Empirics of Hope

Scientific reports document increasing climate instability, a deteriorating biosphere on which humans depend, and pervasive patterns of inequity. One may be tempted to assume that hope in the Anthropocene is for the naïve and ill-informed. Yet hope is an important fundament of change, and vital for facilitating a shift towards sustainability. The Anthropocene Laboratory will investigate whether there is unexplored potential in studying the empirics of hope, its different scales, dimensions and roles, and how hope can support knowledge and action in pursuit of a sustainable and just future.

Exploring the science of hope in the Anthropocene

The Anthropocene is a term often used to describe the growing impacts of humans on the planet. As a result, the biosphere on which humans intimately depend is deteriorating and patterns of inequity are reinforced. One may be tempted to assume that hope in the Anthropocene is for the naïve and ill-informed. But are the sciences paying sufficient attention to the role of hope and current changes towards respectful and inclusive Biosphere stewardship?

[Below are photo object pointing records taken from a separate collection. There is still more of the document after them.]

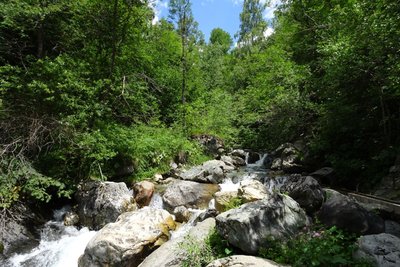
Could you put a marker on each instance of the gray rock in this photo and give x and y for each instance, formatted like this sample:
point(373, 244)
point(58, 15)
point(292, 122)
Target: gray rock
point(188, 194)
point(242, 261)
point(182, 214)
point(100, 203)
point(253, 157)
point(345, 213)
point(223, 198)
point(250, 226)
point(211, 171)
point(306, 191)
point(252, 190)
point(382, 250)
point(324, 175)
point(233, 161)
point(171, 254)
point(143, 192)
point(128, 241)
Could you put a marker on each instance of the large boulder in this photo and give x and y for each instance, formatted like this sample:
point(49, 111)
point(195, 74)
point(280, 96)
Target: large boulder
point(211, 171)
point(233, 161)
point(252, 190)
point(345, 213)
point(306, 191)
point(143, 192)
point(242, 261)
point(223, 199)
point(128, 241)
point(100, 203)
point(287, 158)
point(17, 228)
point(188, 194)
point(171, 254)
point(381, 250)
point(250, 226)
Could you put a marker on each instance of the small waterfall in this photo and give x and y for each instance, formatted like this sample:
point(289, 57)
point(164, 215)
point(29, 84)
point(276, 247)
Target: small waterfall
point(156, 201)
point(59, 246)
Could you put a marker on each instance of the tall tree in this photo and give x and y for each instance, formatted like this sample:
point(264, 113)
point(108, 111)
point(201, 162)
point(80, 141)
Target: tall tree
point(252, 23)
point(180, 12)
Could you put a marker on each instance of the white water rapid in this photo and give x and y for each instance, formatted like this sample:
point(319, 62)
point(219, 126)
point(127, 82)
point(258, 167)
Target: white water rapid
point(60, 246)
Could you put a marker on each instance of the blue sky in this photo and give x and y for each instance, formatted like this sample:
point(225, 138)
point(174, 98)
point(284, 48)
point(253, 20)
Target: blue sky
point(211, 14)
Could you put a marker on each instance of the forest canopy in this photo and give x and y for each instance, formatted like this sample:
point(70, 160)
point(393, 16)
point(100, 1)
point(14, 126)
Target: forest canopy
point(90, 87)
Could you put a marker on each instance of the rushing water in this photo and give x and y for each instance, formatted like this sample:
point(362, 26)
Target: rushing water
point(60, 246)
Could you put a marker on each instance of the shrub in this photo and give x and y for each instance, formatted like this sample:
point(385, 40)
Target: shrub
point(321, 247)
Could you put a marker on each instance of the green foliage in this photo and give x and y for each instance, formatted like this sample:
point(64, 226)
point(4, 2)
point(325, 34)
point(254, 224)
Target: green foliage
point(233, 203)
point(200, 254)
point(19, 179)
point(321, 247)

Our species has a unique ability to envision and enact change and humans have historically engaged with and solved exceptional challenges, suggesting that the Anthropocene can also generate human agency at new scales: global cooperation, new international norms, opportunities for scaling innovation, engagement in old issues in new ways, and addressing systemic problems in new combinations. Tentative observations, across systems, sectors, scales, and regions suggest that there is unprecedented mobilization towards action biosphere stewardship. These observations include changes in energy and transport systems, sustainability and justice discourses in society, target settings to reduce CO2-emissions, corporate reporting standards, financial incentives, and increased social movements and action linking climate, biodiversity and social justice issues.

The Anthropocene Laboratory intends to bring together researchers and artists from diverse disciplines, backgrounds, and places, to explore reasons to be hopeful about changes toward biosphere stewardship. We will examine the empirical evidence and ask whether existing trends are accelerating and spreading. Is humanity on the brink of a transition towards a positive future? On what scales and in which regions or sectors are they particularly hopeful? How are diverse actors and institutions, such as legal systems, governments, corporations, cities, communities, activists, artists, and scientists, driving change and mobilizing their agency to enable biosphere stewardship in the Anthropocene? How can such movement be adequately supported and equitably distributed? What is the role of such empirics of hope?

The aim is to produce scientific products and promote awareness and action related to the findings obtained through novel forms of collaboration. We will synthesize trends toward biosphere stewardship across society, including civil society and social movements, government, and business, etc. In parallel, the idea is to work with artists and civil society to communicate these empirics of hope in novel ways and invite people from different walks of life to reflect about what it means for them to be hopeful and what it takes to become hopeful. Also to provide a platform to share hope fuelling the belief that it is in our capacity to change in the face of uncertainty.